I had also not anticipated how my young participants were going to turn the story into a competition of sorts. For when the young girl taking on the role of the sister heard about her brother’s fate, she began to jump up and down with her arms in the air. This reaction is completely unbefitting to the character in the story who is so kind-hearted that she would never rejoice in the misfortune of her brother, no matter how great his evil. And yet, just as the young boy playing the brother had his own hopes for how the story would end in his favor, so too the young girl playing the sister was hoping all along that her reward would stand as the greatest.

Certainly I learned some very interesting and valuable lessons that day — about storytelling, the power of imagination and even human nature. Some of these lessons are things that I have always known in theory, but somehow failed to apply in practice on this occasion. However, you can be sure that I will take these experiences and use them to adapt this current performance as well as to inform my work on other projects.

I have learned that if I am to tell this story using young people to act out the characters, it will probably be necessary to opt for an older child in the role of the brother. Furthermore, I will definitely build in more moments of “scaffolding” so that the brother is prepared for his fate ahead of time and can better understand how it is connected to his own evil actions. I am also going to adapt the ending to be sure that it does not turn into a moment for the sister to rejoice over her brother’s misfortune.

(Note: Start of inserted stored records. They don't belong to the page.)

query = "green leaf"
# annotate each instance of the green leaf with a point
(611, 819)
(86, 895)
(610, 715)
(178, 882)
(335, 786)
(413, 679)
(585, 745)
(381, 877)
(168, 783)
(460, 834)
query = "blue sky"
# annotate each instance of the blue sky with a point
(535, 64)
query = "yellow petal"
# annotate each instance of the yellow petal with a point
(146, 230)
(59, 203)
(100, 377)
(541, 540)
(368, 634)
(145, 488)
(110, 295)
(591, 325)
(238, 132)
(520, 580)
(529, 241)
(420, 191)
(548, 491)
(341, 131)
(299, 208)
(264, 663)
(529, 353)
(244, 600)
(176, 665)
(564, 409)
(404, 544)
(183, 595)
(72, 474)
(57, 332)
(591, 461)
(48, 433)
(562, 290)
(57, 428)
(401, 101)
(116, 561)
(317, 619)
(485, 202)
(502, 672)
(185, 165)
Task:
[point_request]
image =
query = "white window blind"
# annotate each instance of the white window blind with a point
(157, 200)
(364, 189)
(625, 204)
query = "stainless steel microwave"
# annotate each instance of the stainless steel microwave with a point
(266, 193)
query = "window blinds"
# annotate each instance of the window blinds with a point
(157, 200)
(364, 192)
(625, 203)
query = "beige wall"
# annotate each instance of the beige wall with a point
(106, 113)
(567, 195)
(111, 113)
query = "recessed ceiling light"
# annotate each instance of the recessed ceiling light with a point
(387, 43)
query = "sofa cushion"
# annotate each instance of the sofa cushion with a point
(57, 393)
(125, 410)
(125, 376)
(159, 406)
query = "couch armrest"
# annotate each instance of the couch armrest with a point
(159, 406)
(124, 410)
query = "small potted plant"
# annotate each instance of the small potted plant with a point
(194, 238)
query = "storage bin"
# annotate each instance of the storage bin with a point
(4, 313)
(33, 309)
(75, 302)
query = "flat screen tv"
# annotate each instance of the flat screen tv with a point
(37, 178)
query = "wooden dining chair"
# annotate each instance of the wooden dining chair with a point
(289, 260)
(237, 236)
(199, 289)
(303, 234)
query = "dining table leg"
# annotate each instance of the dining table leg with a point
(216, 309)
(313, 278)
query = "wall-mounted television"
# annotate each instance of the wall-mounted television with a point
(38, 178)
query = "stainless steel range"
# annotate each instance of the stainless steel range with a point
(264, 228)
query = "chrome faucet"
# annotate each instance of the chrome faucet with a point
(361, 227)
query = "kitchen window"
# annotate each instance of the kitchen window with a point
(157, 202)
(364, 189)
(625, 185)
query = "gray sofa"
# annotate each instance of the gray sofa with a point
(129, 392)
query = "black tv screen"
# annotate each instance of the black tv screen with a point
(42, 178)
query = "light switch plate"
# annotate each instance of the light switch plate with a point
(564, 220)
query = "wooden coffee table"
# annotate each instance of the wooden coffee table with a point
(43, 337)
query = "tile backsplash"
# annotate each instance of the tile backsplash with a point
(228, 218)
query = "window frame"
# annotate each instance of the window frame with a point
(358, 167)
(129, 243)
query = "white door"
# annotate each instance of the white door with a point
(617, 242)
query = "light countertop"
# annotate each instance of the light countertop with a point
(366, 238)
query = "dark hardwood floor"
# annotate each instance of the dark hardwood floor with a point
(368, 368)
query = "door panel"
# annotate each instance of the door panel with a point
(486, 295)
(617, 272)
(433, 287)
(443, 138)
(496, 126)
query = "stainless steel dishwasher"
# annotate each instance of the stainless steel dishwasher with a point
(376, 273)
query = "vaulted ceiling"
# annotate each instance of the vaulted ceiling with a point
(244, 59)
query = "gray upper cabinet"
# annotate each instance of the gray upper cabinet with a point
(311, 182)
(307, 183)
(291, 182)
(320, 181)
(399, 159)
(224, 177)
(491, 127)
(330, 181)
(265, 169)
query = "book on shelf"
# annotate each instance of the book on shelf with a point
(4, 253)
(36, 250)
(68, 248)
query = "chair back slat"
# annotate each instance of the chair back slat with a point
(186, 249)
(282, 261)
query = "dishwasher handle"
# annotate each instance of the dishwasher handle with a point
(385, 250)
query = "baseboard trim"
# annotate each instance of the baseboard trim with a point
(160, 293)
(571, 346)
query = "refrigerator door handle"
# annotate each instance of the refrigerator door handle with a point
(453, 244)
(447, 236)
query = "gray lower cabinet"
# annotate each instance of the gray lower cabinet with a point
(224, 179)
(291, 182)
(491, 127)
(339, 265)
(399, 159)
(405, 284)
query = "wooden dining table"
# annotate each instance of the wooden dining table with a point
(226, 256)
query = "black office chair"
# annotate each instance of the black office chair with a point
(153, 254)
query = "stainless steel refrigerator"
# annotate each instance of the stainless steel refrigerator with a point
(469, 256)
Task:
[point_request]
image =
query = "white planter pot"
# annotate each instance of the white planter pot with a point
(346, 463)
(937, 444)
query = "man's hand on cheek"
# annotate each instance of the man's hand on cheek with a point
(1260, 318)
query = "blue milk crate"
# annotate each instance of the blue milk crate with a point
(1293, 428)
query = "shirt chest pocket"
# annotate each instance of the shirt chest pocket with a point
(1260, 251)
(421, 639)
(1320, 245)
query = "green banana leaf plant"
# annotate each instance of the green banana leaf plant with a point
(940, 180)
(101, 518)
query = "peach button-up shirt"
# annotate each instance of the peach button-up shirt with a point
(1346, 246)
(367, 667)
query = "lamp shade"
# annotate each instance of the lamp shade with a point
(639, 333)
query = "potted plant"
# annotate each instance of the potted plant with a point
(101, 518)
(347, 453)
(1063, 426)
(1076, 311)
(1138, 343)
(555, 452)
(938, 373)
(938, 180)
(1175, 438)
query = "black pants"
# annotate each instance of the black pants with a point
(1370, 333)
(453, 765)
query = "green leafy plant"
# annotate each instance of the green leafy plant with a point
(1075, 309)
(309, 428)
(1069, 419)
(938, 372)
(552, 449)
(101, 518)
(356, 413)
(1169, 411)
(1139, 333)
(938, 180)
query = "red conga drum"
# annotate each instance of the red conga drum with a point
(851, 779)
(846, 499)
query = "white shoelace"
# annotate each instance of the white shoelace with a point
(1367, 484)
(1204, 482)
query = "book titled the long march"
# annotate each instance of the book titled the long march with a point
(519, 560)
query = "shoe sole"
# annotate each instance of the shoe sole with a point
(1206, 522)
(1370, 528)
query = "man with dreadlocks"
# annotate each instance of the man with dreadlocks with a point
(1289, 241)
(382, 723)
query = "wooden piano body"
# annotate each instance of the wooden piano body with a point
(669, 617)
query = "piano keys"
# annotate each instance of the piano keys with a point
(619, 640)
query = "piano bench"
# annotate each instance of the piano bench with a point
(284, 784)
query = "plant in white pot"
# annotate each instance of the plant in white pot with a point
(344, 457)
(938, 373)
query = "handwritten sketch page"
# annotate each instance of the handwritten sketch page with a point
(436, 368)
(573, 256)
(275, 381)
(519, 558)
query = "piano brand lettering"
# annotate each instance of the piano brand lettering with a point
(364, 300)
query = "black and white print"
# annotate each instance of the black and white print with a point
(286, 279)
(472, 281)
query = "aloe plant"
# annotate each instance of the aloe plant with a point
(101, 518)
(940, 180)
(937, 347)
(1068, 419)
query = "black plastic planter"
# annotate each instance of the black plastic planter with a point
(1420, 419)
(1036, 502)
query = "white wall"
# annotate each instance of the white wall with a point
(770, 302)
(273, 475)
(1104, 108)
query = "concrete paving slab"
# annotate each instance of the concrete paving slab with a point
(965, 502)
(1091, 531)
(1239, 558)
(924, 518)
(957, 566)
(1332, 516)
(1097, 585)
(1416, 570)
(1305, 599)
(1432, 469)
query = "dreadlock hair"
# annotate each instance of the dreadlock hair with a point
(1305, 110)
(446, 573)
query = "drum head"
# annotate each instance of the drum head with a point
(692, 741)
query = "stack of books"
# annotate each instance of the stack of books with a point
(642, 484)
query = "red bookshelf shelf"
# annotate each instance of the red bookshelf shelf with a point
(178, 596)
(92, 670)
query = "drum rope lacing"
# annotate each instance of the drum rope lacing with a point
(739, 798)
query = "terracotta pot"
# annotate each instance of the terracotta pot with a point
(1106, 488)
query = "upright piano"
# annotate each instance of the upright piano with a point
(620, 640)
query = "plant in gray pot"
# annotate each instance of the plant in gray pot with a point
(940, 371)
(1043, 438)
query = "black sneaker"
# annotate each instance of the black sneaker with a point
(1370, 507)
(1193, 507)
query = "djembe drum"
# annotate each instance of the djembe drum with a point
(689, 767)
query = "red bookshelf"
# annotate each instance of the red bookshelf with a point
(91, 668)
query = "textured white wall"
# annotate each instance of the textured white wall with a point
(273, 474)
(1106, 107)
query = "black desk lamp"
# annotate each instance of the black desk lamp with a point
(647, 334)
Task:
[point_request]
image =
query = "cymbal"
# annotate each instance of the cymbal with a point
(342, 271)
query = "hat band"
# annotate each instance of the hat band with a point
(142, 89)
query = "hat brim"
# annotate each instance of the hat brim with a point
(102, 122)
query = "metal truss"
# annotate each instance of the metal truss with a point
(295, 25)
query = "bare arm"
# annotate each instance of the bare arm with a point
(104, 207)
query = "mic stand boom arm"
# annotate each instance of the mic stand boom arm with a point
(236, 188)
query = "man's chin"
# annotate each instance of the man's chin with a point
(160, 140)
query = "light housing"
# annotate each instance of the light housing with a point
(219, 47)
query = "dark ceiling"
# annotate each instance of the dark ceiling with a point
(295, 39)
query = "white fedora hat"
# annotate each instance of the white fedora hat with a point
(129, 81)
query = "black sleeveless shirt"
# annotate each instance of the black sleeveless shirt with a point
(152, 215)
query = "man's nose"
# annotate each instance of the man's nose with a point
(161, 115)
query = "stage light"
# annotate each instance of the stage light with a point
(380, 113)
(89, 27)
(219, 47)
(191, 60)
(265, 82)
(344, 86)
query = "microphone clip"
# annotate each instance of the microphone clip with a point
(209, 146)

It’s amazing how much you can learn from your audience, and I humbly admit that I have much to learn when it comes to the wonderful art of storytelling. I guess just like in any facet of life, at times we learn by making mistakes. I only hope that the young boy from Saturday’s show will forgive me for my mistake and know that the lesson he taught me will be duly applied — and hopefully prevent other young performers from experiencing the sense of disappointment that he did.

Lastly, while this is certainly not how I prefer to learn my lessons, this experience deepened my belief in the power of storytelling. The power of imagination. And the amazing possibilities inherent in the creative minds of children. And for that, I am very grateful.


Drama Is Fun! (Irrespective of Ability)

Yesterday was my last Poetry through Theater workshop with the third graders of Cleveland Metropolitan School District. And as I finished up the class, I closed it as I do each one by asking the students to share something that they’d learned during our time together. One boy at the back of the room raised his hand, and when I called on him, he stood up.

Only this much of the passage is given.